Poisoning Attacks and Data Sanitization Mitigations for Machine Learning Models in Network Intrusion Detection Systems

Among many application domains of machine learning in real-world settings, cyber security can benefit from more automated techniques to combat sophisticated adversaries. Modern network intrusion detection systems leverage machine learning models on network logs to proactively detect cyber attacks. However, the risk of adversarial attacks against machine learning used in these cyber settings is not fully explored. In this paper, we investigate poisoning attacks at training time against machine learning models in constrained cyber environments such as network intrusion detection; we also explore mitigations of such attacks based on training data sanitization. We consider the setting of poisoning availability attacks, in which an attacker can insert a set of poisoned samples at training time with the goal of degrading the accuracy of the deployed model.

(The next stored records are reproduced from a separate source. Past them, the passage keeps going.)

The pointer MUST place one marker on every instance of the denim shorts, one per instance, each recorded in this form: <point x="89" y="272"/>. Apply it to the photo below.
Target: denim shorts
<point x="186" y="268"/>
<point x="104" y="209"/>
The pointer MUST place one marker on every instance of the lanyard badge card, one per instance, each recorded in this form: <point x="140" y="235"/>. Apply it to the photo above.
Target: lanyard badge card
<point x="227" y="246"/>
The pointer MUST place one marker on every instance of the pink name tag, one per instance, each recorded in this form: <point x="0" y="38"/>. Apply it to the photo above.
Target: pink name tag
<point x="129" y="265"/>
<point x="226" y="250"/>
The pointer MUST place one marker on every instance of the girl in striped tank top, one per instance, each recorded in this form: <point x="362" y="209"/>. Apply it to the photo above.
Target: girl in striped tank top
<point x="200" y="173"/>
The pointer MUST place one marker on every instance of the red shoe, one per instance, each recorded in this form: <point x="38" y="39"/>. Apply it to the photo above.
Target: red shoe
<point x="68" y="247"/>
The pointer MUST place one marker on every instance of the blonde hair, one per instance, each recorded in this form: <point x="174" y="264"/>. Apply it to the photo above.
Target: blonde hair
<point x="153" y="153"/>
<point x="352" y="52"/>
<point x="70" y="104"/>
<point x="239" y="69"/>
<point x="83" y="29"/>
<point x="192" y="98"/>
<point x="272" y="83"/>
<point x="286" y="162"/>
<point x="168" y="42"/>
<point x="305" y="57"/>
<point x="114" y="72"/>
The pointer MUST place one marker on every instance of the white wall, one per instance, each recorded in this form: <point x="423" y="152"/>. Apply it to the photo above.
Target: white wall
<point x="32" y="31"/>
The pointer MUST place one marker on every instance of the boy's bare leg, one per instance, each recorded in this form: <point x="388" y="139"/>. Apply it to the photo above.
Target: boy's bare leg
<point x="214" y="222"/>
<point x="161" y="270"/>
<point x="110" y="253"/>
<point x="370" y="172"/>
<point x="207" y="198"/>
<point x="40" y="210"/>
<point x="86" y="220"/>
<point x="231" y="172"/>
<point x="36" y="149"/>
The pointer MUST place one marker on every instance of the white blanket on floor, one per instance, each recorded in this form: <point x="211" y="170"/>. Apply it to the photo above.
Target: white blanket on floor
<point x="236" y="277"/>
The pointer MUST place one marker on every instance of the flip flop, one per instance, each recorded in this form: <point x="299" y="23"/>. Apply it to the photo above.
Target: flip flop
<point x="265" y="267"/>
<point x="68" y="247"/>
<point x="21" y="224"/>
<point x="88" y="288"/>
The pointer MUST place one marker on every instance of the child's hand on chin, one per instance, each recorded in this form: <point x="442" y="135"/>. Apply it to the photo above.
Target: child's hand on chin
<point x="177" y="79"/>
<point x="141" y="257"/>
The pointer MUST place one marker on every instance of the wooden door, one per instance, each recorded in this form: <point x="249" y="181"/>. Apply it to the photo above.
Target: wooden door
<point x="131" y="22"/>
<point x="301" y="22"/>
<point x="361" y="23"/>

We design a white-box, realizable poisoning attack that reduced the original model accuracy from 95% to less than 50 % by generating mislabeled samples in close vicinity of a selected subset of training points. We also propose a novel Nested Training method as a defense against these attacks. Our defense includes a diversified ensemble of classifiers, each trained on a different subset of the training set. We use the disagreement of the classifiers' predictions as a data sanitization method, and show that an ensemble of 10 SVM classifiers is resilient to a large fraction of poisoning samples, up to 30% of the training data.